Multiscale Systems Biology Section, Laboratory of Immune System Biology, National Institute of Allergy and Infectious Diseases, National Institutes of Health, Bethesda, MD 20892, USA.
Science. 2024 Apr 12;384(6692):eadk6200. doi: 10.1126/science.adk6200.

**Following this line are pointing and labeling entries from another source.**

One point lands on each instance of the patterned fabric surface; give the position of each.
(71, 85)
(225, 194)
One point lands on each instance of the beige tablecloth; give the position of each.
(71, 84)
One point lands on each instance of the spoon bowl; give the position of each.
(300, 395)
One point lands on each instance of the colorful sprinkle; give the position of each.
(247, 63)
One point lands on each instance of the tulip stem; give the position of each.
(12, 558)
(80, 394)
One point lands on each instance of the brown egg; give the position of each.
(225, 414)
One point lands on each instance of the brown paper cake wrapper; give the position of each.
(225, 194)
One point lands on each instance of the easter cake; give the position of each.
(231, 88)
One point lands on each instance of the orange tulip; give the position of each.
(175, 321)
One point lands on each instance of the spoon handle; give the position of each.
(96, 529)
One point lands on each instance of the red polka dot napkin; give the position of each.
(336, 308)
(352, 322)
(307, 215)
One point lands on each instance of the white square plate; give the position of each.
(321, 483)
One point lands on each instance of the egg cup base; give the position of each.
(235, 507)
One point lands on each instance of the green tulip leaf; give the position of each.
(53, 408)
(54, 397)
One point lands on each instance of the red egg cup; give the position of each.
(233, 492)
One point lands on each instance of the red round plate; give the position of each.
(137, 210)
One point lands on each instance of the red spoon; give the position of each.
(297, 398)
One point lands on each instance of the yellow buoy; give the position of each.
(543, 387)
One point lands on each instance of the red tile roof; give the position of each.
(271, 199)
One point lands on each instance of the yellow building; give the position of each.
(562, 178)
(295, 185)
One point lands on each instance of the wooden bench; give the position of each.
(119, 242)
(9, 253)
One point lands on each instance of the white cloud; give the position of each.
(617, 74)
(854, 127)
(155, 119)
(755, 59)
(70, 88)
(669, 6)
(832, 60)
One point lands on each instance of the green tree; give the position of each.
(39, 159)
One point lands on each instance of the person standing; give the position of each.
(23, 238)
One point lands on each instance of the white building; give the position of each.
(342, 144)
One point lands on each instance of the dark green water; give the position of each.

Males and females exhibit profound differences in immune responses and disease susceptibility. However, the factors responsible for sex differences in tissue immunity remain poorly understood. Here, we uncovered a dominant role for type 2 innate lymphoid cells (ILC2s) in shaping sexual immune dimorphism within the skin. Mechanistically, negative regulation of ILC2s by androgens leads to a reduction in dendritic cell accumulation and activation in males, along with reduced tissue immunity. Collectively, our results reveal a role for the androgen-ILC2-dendritic cell axis in controlling sexual immune dimorphism. Moreover, this work proposes that tissue immune set points are defined by the dual action of sex hormones and the microbiota, with sex hormones controlling the strength of local immunity and microbiota calibrating its tone.
男性和女性在免疫反应和疾病易感性方面存在显著差异。然而,导致组织免疫性别差异的因素仍知之甚少。在这里,我们发现 2 型先天淋巴样细胞(ILC2)在塑造皮肤组织免疫性别二态性方面起着主导作用。从机制上讲,雄激素对 ILC2 的负调控导致男性树突状细胞的积累和激活减少,组织免疫力降低。总的来说,我们的结果揭示了雄激素-ILC2-树突状细胞轴在控制组织免疫性别二态性中的作用。此外,这项工作表明,组织免疫设定点是由性激素和微生物群的双重作用决定的,其中性激素控制局部免疫的强度,而微生物群则调节其基调。